Random Forest Model Implementation¶

In [761]:

# Instantiate model with 1000 decision trees
rf = RandomForestClassifier(n_estimators = 1000, random_state = 40, max_features = 'sqrt')
# Train the model on training data
rf.fit(X_train, y_train);

Make Predictions!¶

In [762]:

# Actual class predictions
rf_predictions = rf.predict(X_test)
# Probabilities for each class
rf_probs = rf.predict_proba(X_test)[:, 1]

Accuracy Measurement¶

In [763]:

print('Accuracy of Decision Tree classifier on test set: {:.2f}'.format(rf.score(X_test, y_test)))

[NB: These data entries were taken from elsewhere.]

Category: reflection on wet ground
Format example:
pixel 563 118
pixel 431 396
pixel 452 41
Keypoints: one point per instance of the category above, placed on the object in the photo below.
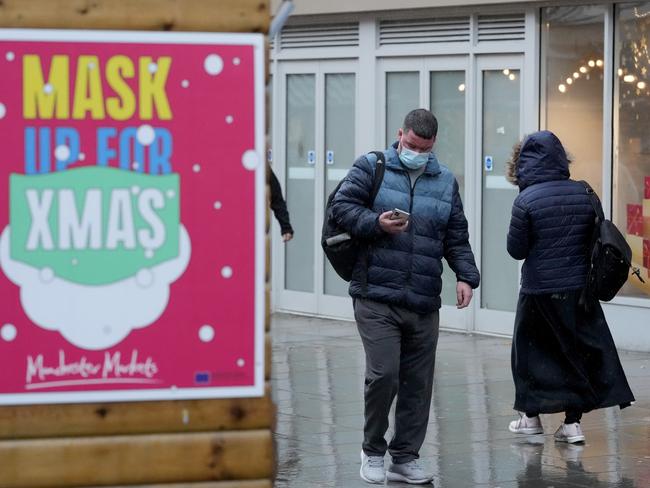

Accuracy of Decision Tree classifier on test set: 0.85

ROC AUC¶

In [764]:

rf_roc_auc = roc_auc_score(y_test, rf.predict(X_test))
fpr, tpr, thresholds = roc_curve(y_test, rf.predict_proba(X_test)[:,1])
plt.figure()
plt.plot(fpr, tpr, label='Decision Tree (area = %0.2f)' % rf_roc_auc)
plt.plot([0, 1], [0, 1],'r--')
plt.xlim([0.0, 1.0])
plt.ylim([0.0, 1.05])
plt.xlabel('False Positive Rate')
plt.ylabel('True Positive Rate')
plt.title('Receiver operating characteristic for Random Forest')
plt.legend(loc="lower right")
plt.savefig('RF_ROC')
plt.show()

FEATURE IMPORTANCE PLOT¶

In [765]:

features = feature_cols
importances = rf.feature_importances_
indices = np.argsort(importances)

plt.title('Feature Importances')
plt.barh(range(len(indices)), importances[indices], color='b', align='center')
plt.yticks(range(len(indices)), [features[i] for i in indices])
plt.xlabel('Relative Importance')
plt.show()

MODEL COMPARISON USING ROC_AUC¶

Plotting all three ROCs to see the one with the biggest Area Under the Curve.

In [766]:

plt.figure()

# Adding Models to the list that I want to view on the ROC plot
models = [
{
    'label': 'Logistic Regression',
    'model': LogisticRegression(),
},
{
    'label': 'Decision Tree',
    'model': DecisionTreeClassifier(),
},
    {
        'label': 'Random Forest',
        'model': RandomForestClassifier()
    }
]

# Below for loop iterates through the models list
for m in models:
    model = m['model'] # select the model
    model.fit(X_train, y_train) # train the model
    y_pred=model.predict(X_test) # predict the test data
# Compute False postive rate, and True positive rate
    fpr, tpr, thresholds = metrics.roc_curve(y_test, model.predict_proba(X_test)[:,1])
# Calculate Area under the curve to display on the plot
    auc = metrics.roc_auc_score(y_test,model.predict(X_test))
# Now, plot the computed values
    plt.plot(fpr, tpr, label='%s ROC (area = %0.2f)' % (m['label'], auc))
# Custom settings for the plot 
plt.plot([0, 1], [0, 1],'r--')
plt.xlim([0.0, 1.0])
plt.ylim([0.0, 1.05])
plt.xlabel('1-Specificity(False Positive Rate)')
plt.ylabel('Sensitivity(True Positive Rate)')
plt.title('Receiver Operating Characteristic for Logit DT and RF')
plt.legend(loc="lower right")
plt.show()   # Display

CONCLUSION¶

Based on the three Machine Learning Models employed on the NHANES dataset to predict the Incidence of Obesity among US adults, I find the Random Forest Model to be the best in terms of ROC and accuracy metrics.
I also found that high Cholesterol intake, blood pressure and Gender are the most important variables in predicting Obesity.

Potential Weaknesses¶

This analysis only considered data on adults, but Obesity does occur across all ages.